In terms of the rationale behind Reinartz’s decision to move into the area of insect protein production technology, Moll said:

“We started about seven years ago. At that time, the Katz brothers from Hermetia approached us and asked if we could develop technology for an efficient separation process for protein extraction from insect larvae of the black soldier fly (BSF). That sounded very exciting to us. So, we started testing in our laboratory. After around two months, it was clear that we could also achieve very good results in this sector. The results and protein values far exceeded everyone's expectations. We then established a cooperative alliance with Hermetia and focused intensively on optimizing the separation processes. This is how we [gained] international attention. Meanwhile we have now installed over 20 plants around the world. One of these has a maximum input of 6,000 tons per year.
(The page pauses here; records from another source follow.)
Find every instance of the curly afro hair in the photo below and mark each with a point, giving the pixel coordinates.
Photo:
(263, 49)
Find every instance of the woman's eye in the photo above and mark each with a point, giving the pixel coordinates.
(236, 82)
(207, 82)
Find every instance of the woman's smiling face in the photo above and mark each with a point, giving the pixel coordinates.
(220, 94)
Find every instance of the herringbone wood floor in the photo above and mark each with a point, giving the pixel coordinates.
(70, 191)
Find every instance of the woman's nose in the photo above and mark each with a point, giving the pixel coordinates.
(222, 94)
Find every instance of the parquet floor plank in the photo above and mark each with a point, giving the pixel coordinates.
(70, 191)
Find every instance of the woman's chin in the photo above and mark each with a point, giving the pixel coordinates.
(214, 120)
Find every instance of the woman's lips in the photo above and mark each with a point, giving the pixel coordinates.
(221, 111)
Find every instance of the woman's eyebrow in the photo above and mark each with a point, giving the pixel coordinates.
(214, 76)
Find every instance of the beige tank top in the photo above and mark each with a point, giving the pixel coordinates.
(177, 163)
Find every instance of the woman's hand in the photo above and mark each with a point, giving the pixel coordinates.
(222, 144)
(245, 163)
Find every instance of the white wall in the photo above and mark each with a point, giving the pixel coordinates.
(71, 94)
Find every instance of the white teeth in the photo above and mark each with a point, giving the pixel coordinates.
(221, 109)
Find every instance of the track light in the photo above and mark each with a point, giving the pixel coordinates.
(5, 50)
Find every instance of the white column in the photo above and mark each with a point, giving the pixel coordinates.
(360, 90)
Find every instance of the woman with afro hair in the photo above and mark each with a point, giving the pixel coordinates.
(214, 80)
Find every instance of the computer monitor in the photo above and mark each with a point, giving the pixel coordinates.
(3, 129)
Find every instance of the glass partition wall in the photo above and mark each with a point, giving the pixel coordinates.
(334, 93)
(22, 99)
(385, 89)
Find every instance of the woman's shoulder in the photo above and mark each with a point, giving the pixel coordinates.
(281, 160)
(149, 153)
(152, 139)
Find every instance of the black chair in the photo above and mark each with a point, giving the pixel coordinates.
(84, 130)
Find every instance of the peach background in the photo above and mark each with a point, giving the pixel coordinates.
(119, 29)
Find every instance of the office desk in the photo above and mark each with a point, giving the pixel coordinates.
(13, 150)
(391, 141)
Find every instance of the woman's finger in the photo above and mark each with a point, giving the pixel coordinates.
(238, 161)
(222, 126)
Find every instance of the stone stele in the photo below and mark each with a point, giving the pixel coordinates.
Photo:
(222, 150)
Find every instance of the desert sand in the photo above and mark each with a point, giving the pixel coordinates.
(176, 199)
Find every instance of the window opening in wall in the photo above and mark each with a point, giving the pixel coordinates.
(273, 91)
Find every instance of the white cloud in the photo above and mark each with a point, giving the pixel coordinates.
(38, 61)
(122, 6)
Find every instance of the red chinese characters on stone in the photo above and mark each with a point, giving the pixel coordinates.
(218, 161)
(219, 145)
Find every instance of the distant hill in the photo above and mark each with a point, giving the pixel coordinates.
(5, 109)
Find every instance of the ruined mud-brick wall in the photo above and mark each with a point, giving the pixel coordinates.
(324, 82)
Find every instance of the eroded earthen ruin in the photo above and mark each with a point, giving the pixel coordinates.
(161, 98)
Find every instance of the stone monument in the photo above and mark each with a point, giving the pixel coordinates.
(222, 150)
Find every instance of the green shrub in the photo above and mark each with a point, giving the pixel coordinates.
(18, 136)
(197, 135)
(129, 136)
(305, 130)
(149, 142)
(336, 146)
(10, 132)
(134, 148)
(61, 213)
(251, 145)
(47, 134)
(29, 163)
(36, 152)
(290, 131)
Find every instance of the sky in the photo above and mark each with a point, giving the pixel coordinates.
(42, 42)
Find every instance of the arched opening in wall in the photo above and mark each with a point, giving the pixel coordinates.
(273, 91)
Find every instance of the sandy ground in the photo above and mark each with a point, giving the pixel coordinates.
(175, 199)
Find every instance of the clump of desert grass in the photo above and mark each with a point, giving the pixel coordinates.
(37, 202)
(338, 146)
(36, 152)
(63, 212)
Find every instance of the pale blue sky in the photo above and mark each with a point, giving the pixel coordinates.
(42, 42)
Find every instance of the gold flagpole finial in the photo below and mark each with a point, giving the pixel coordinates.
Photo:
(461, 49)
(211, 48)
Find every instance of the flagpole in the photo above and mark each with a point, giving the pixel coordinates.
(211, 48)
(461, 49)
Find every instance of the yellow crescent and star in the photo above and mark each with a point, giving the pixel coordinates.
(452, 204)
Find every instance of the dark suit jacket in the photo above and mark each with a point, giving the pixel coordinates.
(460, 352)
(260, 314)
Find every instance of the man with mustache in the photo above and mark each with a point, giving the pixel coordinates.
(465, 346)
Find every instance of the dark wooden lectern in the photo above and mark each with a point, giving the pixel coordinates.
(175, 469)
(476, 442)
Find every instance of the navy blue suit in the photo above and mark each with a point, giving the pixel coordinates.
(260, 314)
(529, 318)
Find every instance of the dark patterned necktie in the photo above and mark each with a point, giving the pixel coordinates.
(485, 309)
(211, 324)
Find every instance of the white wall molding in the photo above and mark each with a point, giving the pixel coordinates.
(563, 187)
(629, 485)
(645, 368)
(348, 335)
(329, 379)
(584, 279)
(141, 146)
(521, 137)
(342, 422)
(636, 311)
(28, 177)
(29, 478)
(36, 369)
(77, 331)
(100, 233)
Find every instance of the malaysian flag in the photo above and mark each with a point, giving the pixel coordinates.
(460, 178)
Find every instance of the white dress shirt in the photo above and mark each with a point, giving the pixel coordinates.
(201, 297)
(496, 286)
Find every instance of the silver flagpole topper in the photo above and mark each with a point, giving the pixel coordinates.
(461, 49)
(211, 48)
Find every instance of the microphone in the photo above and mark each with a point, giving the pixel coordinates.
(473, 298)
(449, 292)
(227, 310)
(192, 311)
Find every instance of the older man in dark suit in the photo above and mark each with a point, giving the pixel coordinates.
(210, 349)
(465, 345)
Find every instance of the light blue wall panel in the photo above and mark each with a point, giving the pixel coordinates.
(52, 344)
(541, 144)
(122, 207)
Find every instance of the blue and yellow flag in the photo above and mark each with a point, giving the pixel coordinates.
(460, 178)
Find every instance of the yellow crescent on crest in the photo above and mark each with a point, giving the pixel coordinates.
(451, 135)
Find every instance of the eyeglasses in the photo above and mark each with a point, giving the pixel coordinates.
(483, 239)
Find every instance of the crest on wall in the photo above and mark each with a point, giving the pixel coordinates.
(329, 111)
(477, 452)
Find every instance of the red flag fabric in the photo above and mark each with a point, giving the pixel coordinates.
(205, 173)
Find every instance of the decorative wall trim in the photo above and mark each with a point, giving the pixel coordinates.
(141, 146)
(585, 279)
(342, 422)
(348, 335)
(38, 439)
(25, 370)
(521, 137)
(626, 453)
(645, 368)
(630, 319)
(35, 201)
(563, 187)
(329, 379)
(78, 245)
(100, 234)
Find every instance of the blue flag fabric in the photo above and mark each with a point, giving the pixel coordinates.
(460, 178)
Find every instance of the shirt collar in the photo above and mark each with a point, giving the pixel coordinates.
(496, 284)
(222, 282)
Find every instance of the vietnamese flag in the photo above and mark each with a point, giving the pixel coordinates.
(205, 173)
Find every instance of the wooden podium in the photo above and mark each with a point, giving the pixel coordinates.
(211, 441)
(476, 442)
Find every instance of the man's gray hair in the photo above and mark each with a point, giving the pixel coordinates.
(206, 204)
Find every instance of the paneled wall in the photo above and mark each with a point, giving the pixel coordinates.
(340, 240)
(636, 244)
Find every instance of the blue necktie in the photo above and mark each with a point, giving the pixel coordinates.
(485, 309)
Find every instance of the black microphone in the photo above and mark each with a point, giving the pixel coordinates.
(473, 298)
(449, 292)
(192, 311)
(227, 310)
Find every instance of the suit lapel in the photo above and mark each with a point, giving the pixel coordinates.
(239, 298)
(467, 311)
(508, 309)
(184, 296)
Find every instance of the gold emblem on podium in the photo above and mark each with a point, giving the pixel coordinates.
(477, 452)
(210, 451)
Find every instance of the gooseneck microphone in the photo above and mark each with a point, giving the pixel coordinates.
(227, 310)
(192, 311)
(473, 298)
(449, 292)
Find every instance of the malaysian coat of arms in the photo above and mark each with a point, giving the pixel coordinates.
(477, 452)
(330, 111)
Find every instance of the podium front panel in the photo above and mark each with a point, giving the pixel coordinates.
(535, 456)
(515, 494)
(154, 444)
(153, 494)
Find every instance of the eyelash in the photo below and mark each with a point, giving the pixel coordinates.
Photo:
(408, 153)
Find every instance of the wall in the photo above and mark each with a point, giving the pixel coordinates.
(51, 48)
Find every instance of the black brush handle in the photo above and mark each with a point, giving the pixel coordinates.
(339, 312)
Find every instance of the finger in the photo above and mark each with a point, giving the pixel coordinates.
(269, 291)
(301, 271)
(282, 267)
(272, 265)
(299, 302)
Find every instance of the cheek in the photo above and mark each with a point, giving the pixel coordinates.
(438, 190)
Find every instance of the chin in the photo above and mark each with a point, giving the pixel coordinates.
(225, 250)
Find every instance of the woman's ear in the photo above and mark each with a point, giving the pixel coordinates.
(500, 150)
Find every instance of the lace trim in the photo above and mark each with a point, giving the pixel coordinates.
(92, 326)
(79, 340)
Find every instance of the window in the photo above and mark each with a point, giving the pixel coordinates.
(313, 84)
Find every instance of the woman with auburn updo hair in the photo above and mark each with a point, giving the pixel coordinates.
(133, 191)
“This year we anticipate the realization of three large plants. The clients are big players in the insect market. Our order books are already full for 2020. The logical consequence is that we continue to grow at our location in Neuss.”

Tailoring the design

He said the company’s systems, separation processes, engineering and consulting are always tailored to the needs of the customer.

“At the beginning of a project, we first look at how much substrate is available, how much energy is available for a system and, of course, which product the customer wants to manufacture. Finally, the space available and the budget also play a role. We then [discuss] all the other details in our pre-engineering in consultation with the customer.”

Reinartz is currently focused on Asia and Europe in respect of insect protein production customers. “But we also expect significant growth on the other continents.”

When asked what kind of growth potential does he see for Reinartz in the insect meal manufacturing sector, Moll was effusive: “It is realistic for us to put the growth potential at 300% compared to 2019. That is what the current figures show. We recently sold four systems in a single day. There are also smaller ones, but also large projects, in which we deliver everything from pre-engineering to installation from a single source. We take on the configuration, control and assist and supervise the projects with our Service 4.0. With a high degree of automation, we ensure effective system control via the IoT.”

Cold press innovation

Looking at innovation in its core business, Moll said the team has developed a separation process that allows feed manufacturers achieve a press cake temperature of less than 70 degrees Celsius in cold pressing.

“With this, we generate a massively higher protein content in quality when extracting protein from rapeseed or sunflower press cake. This is a milestone.”

In addition, he said the field of biomass holds great development potential for Reinartz.

“Many co-products and rejects are still disposed of unused. We develop product-specific separation processes and show our customers how they can use their biomass profitably and in resource-friendly way, with an efficient recycling rate.”